Recours directement formés par des électeurs contre les résultats du premier tour

Entre les deux tours de l'élection présidentielle, le Conseil constitutionnel a été directement destinataire d'un assez grand nombre de recours émanant d'électeurs et tendant à l'annulation de l'ensemble des opérations électorales pour des motifs tirés de ce que la sincérité du vote du 21 avril 2002 aurait été altérée par diverses circonstances (diffusion prématurée outre-mer des résultats de métropole, publication de résultats de sondage d'opinion donnant M. Jospin présent au second tour etc.).

De tels recours sont irrecevables.

S'agissant en effet de l'élection présidentielle, les seules réclamations que peuvent former les électeurs à l'encontre des résultats sont celles portées par eux au procès-verbal du bureau de vote où ils sont inscrits.

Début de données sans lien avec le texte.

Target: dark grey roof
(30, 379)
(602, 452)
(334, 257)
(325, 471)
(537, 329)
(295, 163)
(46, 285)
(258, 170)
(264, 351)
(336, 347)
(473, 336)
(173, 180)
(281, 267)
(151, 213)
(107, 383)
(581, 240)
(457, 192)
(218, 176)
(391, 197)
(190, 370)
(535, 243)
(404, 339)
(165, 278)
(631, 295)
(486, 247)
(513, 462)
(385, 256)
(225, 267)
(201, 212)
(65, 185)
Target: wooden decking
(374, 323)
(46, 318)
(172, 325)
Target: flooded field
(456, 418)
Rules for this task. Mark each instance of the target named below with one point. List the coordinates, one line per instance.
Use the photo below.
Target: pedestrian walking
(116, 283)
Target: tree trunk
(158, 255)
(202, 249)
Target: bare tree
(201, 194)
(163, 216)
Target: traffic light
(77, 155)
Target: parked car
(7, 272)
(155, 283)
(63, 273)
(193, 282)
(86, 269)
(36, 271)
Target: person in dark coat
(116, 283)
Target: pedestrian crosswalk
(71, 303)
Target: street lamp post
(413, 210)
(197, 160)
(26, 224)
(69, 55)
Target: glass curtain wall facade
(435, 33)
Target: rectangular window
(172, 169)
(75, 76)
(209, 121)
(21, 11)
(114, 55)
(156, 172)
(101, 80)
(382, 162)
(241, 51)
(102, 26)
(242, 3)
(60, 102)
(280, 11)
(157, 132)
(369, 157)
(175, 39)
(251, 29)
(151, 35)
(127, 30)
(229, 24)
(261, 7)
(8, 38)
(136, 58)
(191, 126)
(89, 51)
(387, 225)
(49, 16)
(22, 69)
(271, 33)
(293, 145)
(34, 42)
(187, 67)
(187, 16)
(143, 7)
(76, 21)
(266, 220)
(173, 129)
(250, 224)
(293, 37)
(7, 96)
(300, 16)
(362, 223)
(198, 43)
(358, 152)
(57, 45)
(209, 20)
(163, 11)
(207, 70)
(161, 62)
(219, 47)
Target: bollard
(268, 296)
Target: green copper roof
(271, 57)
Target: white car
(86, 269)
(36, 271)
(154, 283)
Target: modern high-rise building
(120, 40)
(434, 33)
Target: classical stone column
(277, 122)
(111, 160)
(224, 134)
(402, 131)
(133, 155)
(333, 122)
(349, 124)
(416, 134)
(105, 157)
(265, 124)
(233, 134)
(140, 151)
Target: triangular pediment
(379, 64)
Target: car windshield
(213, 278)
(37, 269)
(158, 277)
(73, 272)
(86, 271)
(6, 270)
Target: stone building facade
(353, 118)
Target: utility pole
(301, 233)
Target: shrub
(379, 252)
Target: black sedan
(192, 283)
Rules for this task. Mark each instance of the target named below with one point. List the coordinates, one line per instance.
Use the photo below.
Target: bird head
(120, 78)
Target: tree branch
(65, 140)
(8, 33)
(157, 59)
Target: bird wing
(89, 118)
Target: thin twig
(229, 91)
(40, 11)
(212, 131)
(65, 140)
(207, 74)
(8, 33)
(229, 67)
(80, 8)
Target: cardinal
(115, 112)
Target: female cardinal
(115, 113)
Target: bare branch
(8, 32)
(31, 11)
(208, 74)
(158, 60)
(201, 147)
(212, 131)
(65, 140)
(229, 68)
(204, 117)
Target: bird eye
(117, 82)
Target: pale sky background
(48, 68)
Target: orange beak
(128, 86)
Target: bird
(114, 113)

Cela résulte clairement des termes de l'article 30 du décret n° 2001-213 du 8 mars 2001 (dont les auteurs restent pleinement habilités à fixer de telles règles par la loi référendaire n° 62-1292 du 6 novembre 1962 relative à l'élection du Président de la République au suffrage universel) et qui reprend lui-même les dispositions analogues de l'article 28 de décret n° 64-231 du 14 mars 1964 :

« Tout électeur a le droit de contester la régularité des opérations en faisant porter au procès-verbal des opérations de vote mention de sa réclamation.

Le représentant de l'Etat dans les départements, en Polynésie française, aux îles Wallis et Futuna, en Nouvelle-Calédonie, à Mayotte et à Saint-Pierre-et-Miquelon, dans un délai de quarante-huit heures suivant la clôture du scrutin, défère directement au Conseil constitutionnel les opérations d'une circonscription de vote dans laquelle les conditions et formes légales ou réglementaires n'ont pas été observées.

Tout candidat peut également, dans le même délai de quarante-huit heures, déférer directement au Conseil constitutionnel l'ensemble des opérations électorales. »

L'irrecevabilité s'opposant à l'examen par le Conseil constitutionnel des recours que lui adressent directement de simples électeurs a été explicitement rappelée par la décision du Conseil constitutionnel du 12 mai 1995 proclamant les résultats de l'élection présidentielle de 1995 :

« Sur des réclamations adressées au Conseil constitutionnel par certains électeurs :

Considérant qu'il résulte des dispositions de l'article 28 du décret susvisé du 14 mars 1964 que la faculté de saisir directement le Conseil constitutionnel est réservée aux candidats ainsi qu'au représentant de l'Etat ; qu'un électeur ne peut contester les opérations qu'en faisant porter au procès-verbal des opérations de vote mention de sa réclamation ; qu'il suit de là que les réclamations adressées directement au Conseil constitutionnel ne sont pas recevables. »

On comprend que, pour un scrutin de l'envergure de l'élection présidentielle, dont la préparation constitue pour la collectivité nationale une opération de très grande ampleur, et pour lequel le Conseil constitutionnel doit exercer dans des délais très brefs une double fonction du bureau national centralisateur et de juge des réclamations, il est inévitable que les règles régissant les voies de recours soient très strictes.

On observera cependant que les griefs du type de ceux invoqués par de simples électeurs à l'encontre des résultats globaux du 21 avril 2002 auraient pu être utilement soulevés par des candidats dans les quarante-huit heures suivant la clôture du scrutin du premier tour. Tel n'a pas été le cas.